Linking Structure and Optical Properties of Plasmonic Nanoparticles on Tunable Spherical Surfaces

The complexation of plasmonic nanoparticles (NPs) and thermoresponsive microgels is widely recognized as a powerful route to realize hybrid systems with tunable optical properties for different applications. At the same time, it provides a unique experimental platform to investigate the physics of NP organization on curved two-dimensional surfaces, a fundamental problem with implications spanning from biology to materials science yet unexplored at the nanoscale.
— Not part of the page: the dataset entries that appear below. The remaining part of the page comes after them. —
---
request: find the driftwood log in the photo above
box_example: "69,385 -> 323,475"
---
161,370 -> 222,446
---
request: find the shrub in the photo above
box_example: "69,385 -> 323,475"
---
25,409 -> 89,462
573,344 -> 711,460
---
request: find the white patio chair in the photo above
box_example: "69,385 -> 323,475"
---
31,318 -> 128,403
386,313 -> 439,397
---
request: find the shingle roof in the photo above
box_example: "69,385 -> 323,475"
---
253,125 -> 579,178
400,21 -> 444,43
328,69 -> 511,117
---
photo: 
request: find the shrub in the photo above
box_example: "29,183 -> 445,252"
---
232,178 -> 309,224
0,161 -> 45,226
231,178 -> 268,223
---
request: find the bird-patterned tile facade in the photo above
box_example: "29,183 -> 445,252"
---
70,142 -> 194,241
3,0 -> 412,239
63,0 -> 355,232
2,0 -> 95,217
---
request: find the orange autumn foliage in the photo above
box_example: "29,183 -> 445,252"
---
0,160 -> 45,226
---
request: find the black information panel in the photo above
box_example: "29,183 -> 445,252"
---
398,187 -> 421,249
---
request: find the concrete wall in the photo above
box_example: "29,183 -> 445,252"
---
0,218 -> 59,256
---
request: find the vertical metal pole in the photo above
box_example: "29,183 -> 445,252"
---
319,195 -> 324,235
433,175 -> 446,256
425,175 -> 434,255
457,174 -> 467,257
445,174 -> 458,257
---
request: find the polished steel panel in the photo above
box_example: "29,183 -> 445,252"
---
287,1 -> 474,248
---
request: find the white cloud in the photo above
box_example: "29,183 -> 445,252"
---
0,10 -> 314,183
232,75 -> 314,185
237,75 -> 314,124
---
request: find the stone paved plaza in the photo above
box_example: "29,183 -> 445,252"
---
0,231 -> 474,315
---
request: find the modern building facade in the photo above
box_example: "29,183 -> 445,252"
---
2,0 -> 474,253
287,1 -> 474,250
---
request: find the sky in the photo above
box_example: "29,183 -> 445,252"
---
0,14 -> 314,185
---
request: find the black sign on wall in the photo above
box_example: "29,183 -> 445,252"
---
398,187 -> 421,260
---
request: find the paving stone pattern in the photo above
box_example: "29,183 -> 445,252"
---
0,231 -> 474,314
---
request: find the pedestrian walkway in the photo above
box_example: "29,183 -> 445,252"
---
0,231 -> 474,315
However, a microscopic description of the mechanisms governing the spatial organization of the NPs and their rearrangement across the microgel volume phase transition (VPT) is lacking so far. Combining small-angle X-ray scattering and state-of-the-art simulations, we uncover how the microgel VPT controls NP-NP interactions, showing that temperature-induced microgel collapse drives a redistribution of NPs toward the periphery, with a tendency to order on the spherical surface. Moreover, we quantitatively reproduce both the structural and optical experimental data through a simple toy model, ultimately establishing for the first time a direct link between the interparticle distance and plasmon coupling. Our study paves the way for experimentally investigating phase transitions on tunable curved surfaces at the nanoscale, achieving fine control of their plasmonic response.